Die Legalisierung von Cannabis, wie es die Piraten fordern, halte ich für. . .

. . .richtig. Das ist kein Teufelszeug, längst nicht so schlimm wie Alkohol. Für mich ist das nichts, ich bin allergisch gegen Knoblauch- und Cannabis-Geruch. Trotzdem halte ich Alkohol für deutlich gefährlicher.

Mein größter politischer Erfolg war. . .

. . .als ich einer Familie helfen konnte, an ihr Hartz-IV-Geld zu kommen. Sie waren abgerutscht vom eigenen Haus bis zur Obdachlosigkeit. Als ich den fertigen Bescheid hatte, war ich einfach nur froh.

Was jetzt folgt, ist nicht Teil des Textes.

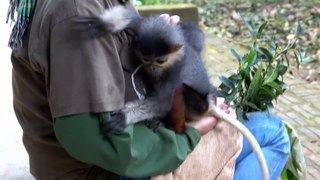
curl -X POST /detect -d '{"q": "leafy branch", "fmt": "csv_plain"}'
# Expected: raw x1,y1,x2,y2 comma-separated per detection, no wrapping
218,18,305,120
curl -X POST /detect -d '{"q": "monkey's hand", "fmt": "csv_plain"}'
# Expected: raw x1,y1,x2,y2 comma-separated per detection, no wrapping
144,119,165,132
100,110,127,136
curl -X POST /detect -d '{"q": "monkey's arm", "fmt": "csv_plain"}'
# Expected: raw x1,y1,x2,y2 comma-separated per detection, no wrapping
53,113,200,177
74,6,143,38
101,98,171,135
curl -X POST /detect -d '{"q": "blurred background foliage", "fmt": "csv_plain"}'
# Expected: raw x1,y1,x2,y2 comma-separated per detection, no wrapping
133,0,320,83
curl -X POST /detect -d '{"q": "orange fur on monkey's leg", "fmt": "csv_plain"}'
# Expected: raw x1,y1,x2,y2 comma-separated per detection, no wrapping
168,84,186,133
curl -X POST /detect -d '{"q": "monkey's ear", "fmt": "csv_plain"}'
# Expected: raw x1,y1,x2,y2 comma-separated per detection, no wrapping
170,44,183,53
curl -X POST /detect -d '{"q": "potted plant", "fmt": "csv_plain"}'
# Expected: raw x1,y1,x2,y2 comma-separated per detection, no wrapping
218,18,307,180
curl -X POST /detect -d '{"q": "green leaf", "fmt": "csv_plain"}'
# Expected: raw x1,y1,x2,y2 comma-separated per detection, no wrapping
231,48,242,62
259,47,273,61
281,121,307,180
300,57,317,65
279,64,288,76
240,15,256,37
294,52,300,69
219,76,236,90
265,82,283,92
244,101,261,111
262,63,280,85
257,21,268,38
244,46,257,68
295,22,303,39
246,65,262,100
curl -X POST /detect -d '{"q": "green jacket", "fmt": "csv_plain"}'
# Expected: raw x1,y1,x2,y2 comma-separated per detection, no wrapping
54,113,201,177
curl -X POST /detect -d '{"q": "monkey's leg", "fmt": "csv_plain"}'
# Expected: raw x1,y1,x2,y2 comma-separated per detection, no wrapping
102,99,170,134
167,85,186,133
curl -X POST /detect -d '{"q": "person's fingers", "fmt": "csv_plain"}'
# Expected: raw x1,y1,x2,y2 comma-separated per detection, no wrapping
170,15,180,24
188,116,218,135
160,14,170,22
160,14,180,24
220,103,230,114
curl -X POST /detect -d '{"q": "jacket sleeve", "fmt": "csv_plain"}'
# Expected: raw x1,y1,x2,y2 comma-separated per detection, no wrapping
54,113,201,177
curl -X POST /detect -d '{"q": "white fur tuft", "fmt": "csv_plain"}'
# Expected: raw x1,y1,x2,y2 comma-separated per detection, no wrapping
101,6,131,33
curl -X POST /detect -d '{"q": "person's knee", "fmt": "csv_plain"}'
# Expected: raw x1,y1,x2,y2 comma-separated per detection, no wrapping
245,112,290,156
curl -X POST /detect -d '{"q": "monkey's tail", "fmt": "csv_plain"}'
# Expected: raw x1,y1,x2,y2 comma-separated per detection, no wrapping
209,100,270,180
74,6,142,37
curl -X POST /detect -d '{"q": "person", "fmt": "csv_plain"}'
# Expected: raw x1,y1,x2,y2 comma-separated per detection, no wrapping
8,0,285,179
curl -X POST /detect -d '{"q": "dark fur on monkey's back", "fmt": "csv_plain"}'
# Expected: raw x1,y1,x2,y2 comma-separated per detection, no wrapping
77,7,212,132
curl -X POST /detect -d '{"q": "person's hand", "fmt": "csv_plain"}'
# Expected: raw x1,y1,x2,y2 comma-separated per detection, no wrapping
160,14,180,24
188,116,218,135
188,98,233,135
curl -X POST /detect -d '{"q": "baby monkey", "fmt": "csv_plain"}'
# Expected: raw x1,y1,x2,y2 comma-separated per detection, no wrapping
76,6,213,134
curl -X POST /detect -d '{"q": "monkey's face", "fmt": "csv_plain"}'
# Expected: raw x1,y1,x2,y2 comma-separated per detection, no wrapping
136,45,183,76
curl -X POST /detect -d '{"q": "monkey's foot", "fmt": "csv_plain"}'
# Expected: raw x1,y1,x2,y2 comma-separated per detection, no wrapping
145,119,164,132
100,111,127,136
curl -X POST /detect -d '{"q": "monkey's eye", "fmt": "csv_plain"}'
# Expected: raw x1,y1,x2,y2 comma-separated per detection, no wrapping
156,59,166,64
142,58,150,63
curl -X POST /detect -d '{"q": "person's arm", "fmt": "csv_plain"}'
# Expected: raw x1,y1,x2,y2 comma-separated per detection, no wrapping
54,113,201,177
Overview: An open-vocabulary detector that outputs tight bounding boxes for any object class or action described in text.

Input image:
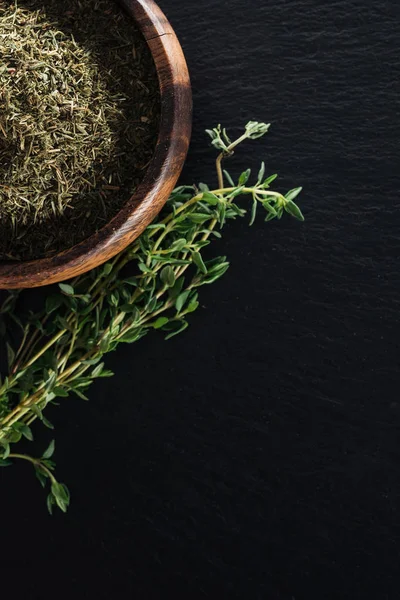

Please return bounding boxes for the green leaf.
[168,276,185,298]
[250,198,258,227]
[170,238,187,252]
[122,277,138,287]
[109,290,119,307]
[160,265,175,287]
[262,200,278,217]
[265,212,278,223]
[35,465,48,487]
[165,320,189,340]
[146,296,158,313]
[92,363,104,377]
[51,481,70,512]
[46,295,63,315]
[53,386,68,398]
[72,388,89,402]
[186,213,211,225]
[20,423,33,442]
[185,299,200,315]
[138,262,153,273]
[257,161,265,185]
[0,440,10,460]
[224,169,236,187]
[285,187,303,202]
[47,493,55,515]
[40,415,54,429]
[58,283,75,296]
[153,317,169,329]
[262,173,278,189]
[103,263,112,275]
[42,440,56,459]
[238,169,251,186]
[246,121,271,140]
[6,342,15,370]
[175,291,190,313]
[202,192,219,206]
[285,200,304,221]
[192,252,207,274]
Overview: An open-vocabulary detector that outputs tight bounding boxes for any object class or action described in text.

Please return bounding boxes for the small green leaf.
[165,320,189,340]
[6,342,15,369]
[246,121,271,140]
[168,277,185,298]
[263,200,278,217]
[40,415,54,429]
[53,386,68,398]
[185,299,200,315]
[160,265,175,287]
[146,296,158,313]
[285,200,304,221]
[35,465,48,487]
[202,192,219,206]
[257,161,265,184]
[20,423,33,442]
[47,493,55,515]
[92,363,104,377]
[285,187,303,202]
[138,262,153,273]
[58,283,75,296]
[262,173,278,189]
[1,440,10,460]
[265,212,278,223]
[175,291,190,313]
[224,169,235,187]
[170,238,187,252]
[72,388,89,402]
[186,213,211,225]
[123,277,138,287]
[238,169,251,185]
[153,317,169,329]
[42,440,56,458]
[46,295,63,315]
[51,481,70,512]
[250,198,258,227]
[192,252,207,274]
[103,263,112,275]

Zur Person: Ehemaliger Vertrauensmann bei Opel

>Michael Eilebrecht ist am 18. April 1964 in Röhlinghausen geboren. Er ist verwitwet, hat zwei erwachsene Kinder (23 und 29) und ein zehnmonatiges Enkelkind.

>Seit sieben Jahren ist er berufsunfähig, vorher arbeitete er als Kfz-Mechaniker und als selbstständiger Netzwerktechniker. 20 Jahre arbeitete Eilebrecht bei Opel in Bochum, war dort auch Vertrauensmann und Vertrauenskörperleiter der IG Metall.

>Während seiner Opel-Zeit war er in der SPD, 2012 trat er in die Herner Piratenpartei ein. Er ist Mitglied der Bezirksvertretung Eickel und als sachkundiger Bürger in Herne Mitglied im Umwelt- und Schulausschuss.